Two Approaches to Investing: Value and GrowthSubmitted by MIRUS Financial Partners on November 5th, 2020
There are so many stocks available in the market. But how do you determine which ones to invest in? Most successful investors embrace objective criteria for buying and selling stocks and avoid emotional decision-making. These criteria tend to fall into one of two approaches: value investing and growth investing.
Value investors are bargain hunters. They tend to purchase stocks that are undervalued relative to the company's intrinsic worth. Growth investors are looking for quick profits. They look for companies that are growing quickly and offer the most significant potential for increasing share prices. Both approaches have their merits and their challenges.
Value investors want to purchase shares that are underpriced compared with their full worth. Exceptionally low valuations can occur for many reasons. When organizations wrestle with business challenges such as legal problems or management difficulties, they deal with short-term issues that might not affect the company's true value. Sometimes a company isn't expanding at a rate that raises stock prices, or it failed to make the news, stay in the limelight, or otherwise stay "hot."
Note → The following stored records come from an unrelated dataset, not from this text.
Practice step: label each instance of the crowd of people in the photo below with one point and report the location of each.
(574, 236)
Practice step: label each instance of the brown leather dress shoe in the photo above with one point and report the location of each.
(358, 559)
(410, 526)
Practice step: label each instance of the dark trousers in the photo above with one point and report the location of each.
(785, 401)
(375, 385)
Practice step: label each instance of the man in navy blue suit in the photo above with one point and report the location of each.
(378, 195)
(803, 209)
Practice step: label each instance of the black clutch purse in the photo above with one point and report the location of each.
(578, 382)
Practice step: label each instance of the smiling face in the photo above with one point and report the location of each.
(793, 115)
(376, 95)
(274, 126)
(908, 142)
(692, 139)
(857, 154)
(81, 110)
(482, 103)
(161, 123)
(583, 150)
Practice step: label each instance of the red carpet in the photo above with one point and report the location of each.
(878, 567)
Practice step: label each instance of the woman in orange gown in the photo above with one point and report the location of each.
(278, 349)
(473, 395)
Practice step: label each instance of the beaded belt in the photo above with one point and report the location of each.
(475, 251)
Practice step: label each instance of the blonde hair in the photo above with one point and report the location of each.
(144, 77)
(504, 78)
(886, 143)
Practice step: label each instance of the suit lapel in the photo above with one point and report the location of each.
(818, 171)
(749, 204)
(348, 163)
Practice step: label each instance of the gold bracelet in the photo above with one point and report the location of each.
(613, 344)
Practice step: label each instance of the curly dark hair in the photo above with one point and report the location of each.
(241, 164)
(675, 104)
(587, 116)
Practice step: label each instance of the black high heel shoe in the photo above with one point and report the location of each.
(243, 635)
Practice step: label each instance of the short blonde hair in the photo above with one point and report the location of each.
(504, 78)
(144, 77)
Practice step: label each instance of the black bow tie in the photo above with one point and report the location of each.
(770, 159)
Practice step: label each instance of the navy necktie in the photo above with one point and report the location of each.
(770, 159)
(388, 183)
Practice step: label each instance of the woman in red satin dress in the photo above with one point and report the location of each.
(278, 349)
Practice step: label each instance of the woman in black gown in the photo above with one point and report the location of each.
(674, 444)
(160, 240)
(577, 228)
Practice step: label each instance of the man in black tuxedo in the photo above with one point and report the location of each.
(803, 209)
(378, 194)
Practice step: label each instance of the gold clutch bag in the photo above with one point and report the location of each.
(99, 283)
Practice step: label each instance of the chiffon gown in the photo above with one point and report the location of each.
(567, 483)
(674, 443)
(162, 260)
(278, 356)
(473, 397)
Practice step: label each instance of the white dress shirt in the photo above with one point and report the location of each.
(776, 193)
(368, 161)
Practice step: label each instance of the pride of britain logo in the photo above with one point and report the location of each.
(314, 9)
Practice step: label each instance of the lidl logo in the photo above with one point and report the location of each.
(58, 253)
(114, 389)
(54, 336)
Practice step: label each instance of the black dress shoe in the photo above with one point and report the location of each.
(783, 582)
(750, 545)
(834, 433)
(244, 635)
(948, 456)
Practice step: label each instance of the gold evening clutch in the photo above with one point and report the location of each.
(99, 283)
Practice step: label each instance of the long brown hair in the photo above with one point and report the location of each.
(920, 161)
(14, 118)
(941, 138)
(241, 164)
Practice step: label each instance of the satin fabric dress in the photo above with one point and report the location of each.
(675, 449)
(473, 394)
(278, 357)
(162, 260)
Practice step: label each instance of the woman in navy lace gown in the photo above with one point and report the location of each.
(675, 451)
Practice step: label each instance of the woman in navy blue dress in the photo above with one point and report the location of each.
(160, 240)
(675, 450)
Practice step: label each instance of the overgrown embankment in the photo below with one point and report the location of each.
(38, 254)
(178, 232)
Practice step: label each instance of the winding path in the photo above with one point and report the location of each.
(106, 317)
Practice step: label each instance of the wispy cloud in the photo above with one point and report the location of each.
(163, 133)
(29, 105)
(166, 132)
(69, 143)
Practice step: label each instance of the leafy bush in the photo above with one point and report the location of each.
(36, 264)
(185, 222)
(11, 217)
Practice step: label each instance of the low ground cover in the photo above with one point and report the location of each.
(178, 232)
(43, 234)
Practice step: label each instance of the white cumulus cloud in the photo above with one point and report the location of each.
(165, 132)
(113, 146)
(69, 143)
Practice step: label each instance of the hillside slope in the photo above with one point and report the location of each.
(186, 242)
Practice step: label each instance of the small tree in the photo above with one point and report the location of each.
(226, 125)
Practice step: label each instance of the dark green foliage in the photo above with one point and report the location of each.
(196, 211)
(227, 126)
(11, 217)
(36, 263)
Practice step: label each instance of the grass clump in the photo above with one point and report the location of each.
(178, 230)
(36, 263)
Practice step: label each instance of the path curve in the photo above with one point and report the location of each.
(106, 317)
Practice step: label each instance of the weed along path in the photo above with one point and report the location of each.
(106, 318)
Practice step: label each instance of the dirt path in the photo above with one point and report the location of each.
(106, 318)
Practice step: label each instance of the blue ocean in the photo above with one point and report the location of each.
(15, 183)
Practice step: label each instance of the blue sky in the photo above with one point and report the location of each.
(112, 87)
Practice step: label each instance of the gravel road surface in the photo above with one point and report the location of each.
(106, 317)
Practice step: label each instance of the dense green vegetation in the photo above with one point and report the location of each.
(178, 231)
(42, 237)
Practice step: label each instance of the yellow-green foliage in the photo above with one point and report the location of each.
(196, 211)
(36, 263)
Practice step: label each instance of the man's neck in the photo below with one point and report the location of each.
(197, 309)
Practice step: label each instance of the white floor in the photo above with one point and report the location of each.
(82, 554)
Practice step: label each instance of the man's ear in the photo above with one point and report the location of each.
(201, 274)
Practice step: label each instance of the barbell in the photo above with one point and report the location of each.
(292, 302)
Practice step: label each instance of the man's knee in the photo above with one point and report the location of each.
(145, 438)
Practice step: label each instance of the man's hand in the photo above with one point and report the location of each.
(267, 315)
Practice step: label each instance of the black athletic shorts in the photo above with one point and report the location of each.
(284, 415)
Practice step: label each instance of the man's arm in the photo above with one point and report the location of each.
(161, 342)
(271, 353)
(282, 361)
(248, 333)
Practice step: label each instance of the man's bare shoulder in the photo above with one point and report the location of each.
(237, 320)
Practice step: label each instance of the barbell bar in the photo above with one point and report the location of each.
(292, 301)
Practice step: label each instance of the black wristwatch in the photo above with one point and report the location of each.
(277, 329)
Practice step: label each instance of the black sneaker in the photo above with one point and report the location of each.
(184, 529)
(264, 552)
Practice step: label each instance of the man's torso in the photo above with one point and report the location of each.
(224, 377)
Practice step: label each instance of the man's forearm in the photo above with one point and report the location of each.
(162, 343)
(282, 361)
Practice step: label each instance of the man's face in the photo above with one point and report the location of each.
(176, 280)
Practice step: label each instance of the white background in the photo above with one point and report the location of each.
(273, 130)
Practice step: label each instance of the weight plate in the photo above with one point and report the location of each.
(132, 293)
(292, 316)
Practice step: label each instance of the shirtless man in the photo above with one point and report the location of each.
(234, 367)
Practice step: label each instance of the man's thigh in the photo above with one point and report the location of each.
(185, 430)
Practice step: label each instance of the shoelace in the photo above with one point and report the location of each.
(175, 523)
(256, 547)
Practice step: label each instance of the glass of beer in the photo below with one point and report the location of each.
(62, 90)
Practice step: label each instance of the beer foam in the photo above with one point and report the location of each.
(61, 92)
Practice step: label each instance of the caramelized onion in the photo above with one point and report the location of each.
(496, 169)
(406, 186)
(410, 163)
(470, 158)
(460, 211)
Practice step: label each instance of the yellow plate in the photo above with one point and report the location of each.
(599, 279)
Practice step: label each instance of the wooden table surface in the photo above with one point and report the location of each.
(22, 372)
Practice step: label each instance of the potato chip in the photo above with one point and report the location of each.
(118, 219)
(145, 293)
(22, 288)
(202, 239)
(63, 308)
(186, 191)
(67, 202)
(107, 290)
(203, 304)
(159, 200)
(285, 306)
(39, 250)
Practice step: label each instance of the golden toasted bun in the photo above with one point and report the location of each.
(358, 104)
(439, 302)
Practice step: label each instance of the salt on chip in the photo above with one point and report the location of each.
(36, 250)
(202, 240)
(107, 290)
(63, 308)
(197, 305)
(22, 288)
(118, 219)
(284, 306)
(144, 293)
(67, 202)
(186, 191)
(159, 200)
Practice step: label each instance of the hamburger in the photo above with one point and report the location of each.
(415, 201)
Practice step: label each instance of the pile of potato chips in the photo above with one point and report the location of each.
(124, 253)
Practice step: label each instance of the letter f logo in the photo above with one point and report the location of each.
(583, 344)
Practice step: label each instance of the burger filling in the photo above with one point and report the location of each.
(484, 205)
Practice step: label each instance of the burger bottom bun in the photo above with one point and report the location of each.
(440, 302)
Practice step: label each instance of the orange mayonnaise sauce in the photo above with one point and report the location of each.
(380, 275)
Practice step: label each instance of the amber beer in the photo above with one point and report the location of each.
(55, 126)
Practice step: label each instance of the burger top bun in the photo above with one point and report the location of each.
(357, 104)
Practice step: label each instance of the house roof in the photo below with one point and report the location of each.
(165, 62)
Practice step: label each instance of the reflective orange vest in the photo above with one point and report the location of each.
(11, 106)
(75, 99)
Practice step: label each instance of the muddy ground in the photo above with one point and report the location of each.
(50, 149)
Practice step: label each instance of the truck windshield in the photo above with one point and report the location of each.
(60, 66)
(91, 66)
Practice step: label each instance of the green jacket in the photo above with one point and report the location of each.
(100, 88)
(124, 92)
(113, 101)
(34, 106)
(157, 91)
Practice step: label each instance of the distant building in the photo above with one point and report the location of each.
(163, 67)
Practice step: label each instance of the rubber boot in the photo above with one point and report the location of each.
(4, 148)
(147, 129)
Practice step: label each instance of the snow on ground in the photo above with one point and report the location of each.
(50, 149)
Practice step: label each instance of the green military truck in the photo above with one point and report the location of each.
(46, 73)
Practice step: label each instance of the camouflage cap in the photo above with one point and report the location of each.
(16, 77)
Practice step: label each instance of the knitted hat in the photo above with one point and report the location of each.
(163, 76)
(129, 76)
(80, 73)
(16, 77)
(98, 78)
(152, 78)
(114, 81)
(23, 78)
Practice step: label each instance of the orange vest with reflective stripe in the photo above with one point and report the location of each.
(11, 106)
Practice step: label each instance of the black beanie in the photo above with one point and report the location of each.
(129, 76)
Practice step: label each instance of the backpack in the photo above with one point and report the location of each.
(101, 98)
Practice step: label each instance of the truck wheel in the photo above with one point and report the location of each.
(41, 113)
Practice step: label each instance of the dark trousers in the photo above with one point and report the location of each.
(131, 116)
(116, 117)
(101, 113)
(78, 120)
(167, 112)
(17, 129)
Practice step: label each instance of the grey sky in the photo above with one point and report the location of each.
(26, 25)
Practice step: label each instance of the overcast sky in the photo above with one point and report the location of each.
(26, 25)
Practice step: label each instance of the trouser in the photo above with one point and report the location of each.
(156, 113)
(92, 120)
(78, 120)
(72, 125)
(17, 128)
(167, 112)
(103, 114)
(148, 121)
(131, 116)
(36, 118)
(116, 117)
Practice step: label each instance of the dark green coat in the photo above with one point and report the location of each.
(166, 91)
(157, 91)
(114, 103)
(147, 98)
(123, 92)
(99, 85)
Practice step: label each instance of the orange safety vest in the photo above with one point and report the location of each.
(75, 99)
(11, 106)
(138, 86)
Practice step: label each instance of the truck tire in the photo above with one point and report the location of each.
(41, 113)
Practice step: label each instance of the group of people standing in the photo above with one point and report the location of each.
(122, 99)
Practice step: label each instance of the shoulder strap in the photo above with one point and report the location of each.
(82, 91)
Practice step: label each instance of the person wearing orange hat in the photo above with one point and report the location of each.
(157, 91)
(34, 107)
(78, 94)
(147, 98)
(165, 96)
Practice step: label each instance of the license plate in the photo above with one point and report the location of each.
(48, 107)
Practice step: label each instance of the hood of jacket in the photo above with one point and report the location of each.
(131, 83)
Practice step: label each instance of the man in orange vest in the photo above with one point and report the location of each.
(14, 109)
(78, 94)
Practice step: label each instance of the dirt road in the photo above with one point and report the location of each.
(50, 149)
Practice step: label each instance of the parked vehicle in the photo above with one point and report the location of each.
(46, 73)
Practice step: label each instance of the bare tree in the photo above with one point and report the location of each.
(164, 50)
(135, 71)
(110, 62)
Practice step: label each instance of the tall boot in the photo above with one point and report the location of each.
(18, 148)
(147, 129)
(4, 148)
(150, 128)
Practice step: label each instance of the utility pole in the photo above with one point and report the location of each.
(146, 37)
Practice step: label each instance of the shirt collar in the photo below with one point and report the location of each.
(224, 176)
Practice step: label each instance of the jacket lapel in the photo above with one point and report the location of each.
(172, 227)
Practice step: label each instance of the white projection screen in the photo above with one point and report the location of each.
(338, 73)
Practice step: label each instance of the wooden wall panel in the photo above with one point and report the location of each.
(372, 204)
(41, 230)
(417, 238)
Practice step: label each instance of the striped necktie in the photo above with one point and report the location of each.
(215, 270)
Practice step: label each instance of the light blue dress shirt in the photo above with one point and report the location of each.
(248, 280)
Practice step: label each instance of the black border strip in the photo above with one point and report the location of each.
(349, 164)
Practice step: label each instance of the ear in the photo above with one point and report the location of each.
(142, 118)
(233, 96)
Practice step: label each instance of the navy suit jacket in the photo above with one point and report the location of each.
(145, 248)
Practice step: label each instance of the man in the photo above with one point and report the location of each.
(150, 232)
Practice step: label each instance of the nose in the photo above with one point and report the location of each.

Value investors buy on the expectation that share price will eventually rise to reflect what they believe is the stock's fair value. Value investors are especially interested in a stock's price-earnings— its share price divided by its earnings per share — and looks at the price-to-sales ratio, the dividend yield, the price-to-book ratio, and the rate of sales growth.
Value investors want to know:
• What would the business be worth if acquired?
• What would the company be worth if all its assets were sold?
• Does the company have hidden assets the market is ignoring?
• What are the intangible assets, such as a trusted brand, a strong management team, or dominance in the category?
Some value investors are also contrarian investors. Contrarians want to zig while others zag. They look for the overlooked, ignored, or misunderstood stocks. The challenge is to know whether low values are due to overlooked factors or are actually accurate stock price assessments. That's why value investors and contrarians spend a lot of time with corporate financial reports, hoping to find overlooked information that tells them more about a company's management, operations, products, and services.
Growth-oriented investors want to ride a company's growth trajectory. This is an exciting strategy that can end in great profits or disappointment. Growth investors want to avoid overpaying for stock in anticipation of earnings that could eventually fall short of expectations.
These investors seek out rapidly expanding organizations, newer companies, and firms in emerging industries. These are the kinds of companies that offer the greatest potential for fast expansion and price appreciation. But they are also stocks that come with greater risk.
Growth investors study the increases in a stock's sales per share or earnings per share (EPS) and are less interested in P/E ratios. Some growth investors also consider a stock's valuation and look for what's called "Growth At a Reasonable Price" (GARP).
Growth investors want to know:
- Is the industry growing?
- What's the stock's recent growth performance?
- Are sales and earnings per share accelerating from quarter to quarter and year to year?
- Is the volume of trading in the stock rising or falling?
- Will company announcements spark accelerated investor interest?
Which Investing Style is Best?
These two styles vie for popularity. Sometimes the popularity of growth stocks and value stocks fluctuates. Like so many other things in life, the popularity of investing styles trends up and down regularly. Many investors utilize both styles, so their portfolios are better positioned to grow regardless of the market environment.
Whether the growth or value or a combination approach appeals to you, substantial criteria are needed to the best chances of success. It's essential to analyze company fundamentals such as operations, expenses, and the industry's future to determine share value. Long-term investors tend to focus on these kinds of fundamental data.
No one style is best. Revisiting your investing goals, timelines, and risk tolerance is a good way to evaluate your preferred investment style. A qualified financial advisor can help you understand how to utilize each style, or a combination of styles, in ways that help you meet your long-term investment goals.